In Baz Luhrmann’s adaptation of The Great Gatsby, Miuccia Prada worked alongside costume designer Catherine Martin and Brooks Brothers to dress the characters of the film. Rather than immortalising a specific garment in film history, or becoming a feature length advert for the Prada brand, the clothing enabled the modern day viewer to re-connect with the original F. Scott Fitzgerald story. The clothing and bohemian visual artistry of Luhrmann marry so effortlessly together, presenting atmospheric swathes of colour and party grandeur, that seems not dissimilar from those earlier descriptions of the ‘Bal Blanc’. Indeed, Martin said of the clothes that the aim was to “feel how it must have felt to hear jazz for the first time at a party. In order to feel how scintillating, extraordinary, new and dynamic these things were, there needs to be a frisson of the new for people to actually understand.”

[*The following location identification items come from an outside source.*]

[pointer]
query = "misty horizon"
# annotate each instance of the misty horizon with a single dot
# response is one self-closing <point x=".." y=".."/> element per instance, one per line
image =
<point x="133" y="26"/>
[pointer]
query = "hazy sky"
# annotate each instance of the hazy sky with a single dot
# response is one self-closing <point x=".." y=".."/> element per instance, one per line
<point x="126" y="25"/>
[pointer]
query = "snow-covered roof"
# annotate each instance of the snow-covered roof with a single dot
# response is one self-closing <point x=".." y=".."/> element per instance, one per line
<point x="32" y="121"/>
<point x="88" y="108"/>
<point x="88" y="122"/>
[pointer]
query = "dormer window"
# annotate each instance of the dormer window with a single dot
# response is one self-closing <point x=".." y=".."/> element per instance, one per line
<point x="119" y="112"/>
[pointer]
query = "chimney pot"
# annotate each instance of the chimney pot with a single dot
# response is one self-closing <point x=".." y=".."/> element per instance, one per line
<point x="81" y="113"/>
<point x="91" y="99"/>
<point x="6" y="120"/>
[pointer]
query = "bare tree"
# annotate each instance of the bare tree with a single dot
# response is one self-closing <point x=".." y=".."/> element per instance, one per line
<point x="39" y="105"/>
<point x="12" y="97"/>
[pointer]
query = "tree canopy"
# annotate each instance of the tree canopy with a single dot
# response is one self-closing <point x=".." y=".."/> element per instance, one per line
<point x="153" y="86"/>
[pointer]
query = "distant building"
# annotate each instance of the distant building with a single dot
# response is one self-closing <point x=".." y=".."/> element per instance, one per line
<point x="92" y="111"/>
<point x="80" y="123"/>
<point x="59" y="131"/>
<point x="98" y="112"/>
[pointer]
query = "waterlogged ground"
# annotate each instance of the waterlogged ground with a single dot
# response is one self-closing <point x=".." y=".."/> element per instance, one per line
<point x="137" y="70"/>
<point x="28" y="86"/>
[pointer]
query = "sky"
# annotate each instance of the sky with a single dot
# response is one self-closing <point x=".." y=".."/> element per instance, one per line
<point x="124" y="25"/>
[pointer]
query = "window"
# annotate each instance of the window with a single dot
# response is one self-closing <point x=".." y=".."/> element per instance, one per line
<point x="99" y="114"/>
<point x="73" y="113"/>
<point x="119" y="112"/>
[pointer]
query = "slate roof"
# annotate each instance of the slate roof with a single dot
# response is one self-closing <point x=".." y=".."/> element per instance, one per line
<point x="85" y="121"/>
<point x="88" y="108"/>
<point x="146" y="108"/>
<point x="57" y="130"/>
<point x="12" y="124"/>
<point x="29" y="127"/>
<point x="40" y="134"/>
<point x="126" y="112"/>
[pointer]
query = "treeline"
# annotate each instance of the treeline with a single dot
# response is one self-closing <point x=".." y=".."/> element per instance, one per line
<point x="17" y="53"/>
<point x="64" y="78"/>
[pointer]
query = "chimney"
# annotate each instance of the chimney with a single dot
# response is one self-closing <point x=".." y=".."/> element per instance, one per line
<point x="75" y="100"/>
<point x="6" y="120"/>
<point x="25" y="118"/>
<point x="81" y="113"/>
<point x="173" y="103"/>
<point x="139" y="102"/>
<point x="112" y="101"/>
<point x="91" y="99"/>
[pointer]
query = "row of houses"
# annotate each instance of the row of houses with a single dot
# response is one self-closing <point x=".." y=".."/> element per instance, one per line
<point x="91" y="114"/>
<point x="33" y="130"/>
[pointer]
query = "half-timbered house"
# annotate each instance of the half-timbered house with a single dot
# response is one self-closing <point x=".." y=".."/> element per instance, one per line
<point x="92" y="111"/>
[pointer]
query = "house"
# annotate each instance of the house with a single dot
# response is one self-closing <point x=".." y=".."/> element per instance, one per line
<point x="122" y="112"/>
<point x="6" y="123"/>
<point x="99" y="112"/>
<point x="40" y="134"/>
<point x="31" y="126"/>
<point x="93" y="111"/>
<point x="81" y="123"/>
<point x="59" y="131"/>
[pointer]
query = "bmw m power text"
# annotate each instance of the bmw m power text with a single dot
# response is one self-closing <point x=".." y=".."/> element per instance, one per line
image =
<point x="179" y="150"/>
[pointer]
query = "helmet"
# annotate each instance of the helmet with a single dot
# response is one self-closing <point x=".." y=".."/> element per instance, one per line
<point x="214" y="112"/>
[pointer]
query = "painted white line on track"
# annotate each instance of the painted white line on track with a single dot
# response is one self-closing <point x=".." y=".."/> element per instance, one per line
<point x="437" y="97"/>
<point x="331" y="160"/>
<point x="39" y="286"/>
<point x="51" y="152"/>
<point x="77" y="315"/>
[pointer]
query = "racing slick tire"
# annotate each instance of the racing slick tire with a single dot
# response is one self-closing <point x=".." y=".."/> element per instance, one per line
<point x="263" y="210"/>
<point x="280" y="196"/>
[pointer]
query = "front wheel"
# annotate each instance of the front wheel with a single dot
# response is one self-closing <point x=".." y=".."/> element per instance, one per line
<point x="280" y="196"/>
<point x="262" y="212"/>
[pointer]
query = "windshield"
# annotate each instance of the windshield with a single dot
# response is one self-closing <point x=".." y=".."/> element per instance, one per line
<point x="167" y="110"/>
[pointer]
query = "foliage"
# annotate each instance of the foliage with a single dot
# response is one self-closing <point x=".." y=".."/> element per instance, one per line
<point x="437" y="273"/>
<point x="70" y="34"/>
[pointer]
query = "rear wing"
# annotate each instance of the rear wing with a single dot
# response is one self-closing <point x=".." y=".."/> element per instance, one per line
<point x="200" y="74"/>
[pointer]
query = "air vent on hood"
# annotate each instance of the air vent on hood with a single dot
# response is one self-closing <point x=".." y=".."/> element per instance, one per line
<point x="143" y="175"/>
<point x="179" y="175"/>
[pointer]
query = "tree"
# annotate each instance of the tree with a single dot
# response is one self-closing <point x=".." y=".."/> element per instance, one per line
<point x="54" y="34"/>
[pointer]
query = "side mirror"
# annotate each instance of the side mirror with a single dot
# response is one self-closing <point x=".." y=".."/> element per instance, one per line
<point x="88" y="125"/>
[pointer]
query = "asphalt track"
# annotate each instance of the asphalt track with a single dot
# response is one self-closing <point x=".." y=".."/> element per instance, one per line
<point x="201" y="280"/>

And that’s what fashion does so well when done correctly on film – present the latest fashion. When that’s mixed in with any form of artistry, it aids our understanding of the subject matter and alters the way in which we see things, helping to give it identity and credibility. From a creative perspective, that’s a pretty powerful tool. And if perhaps we sell some clothes on the way? Well then so be it.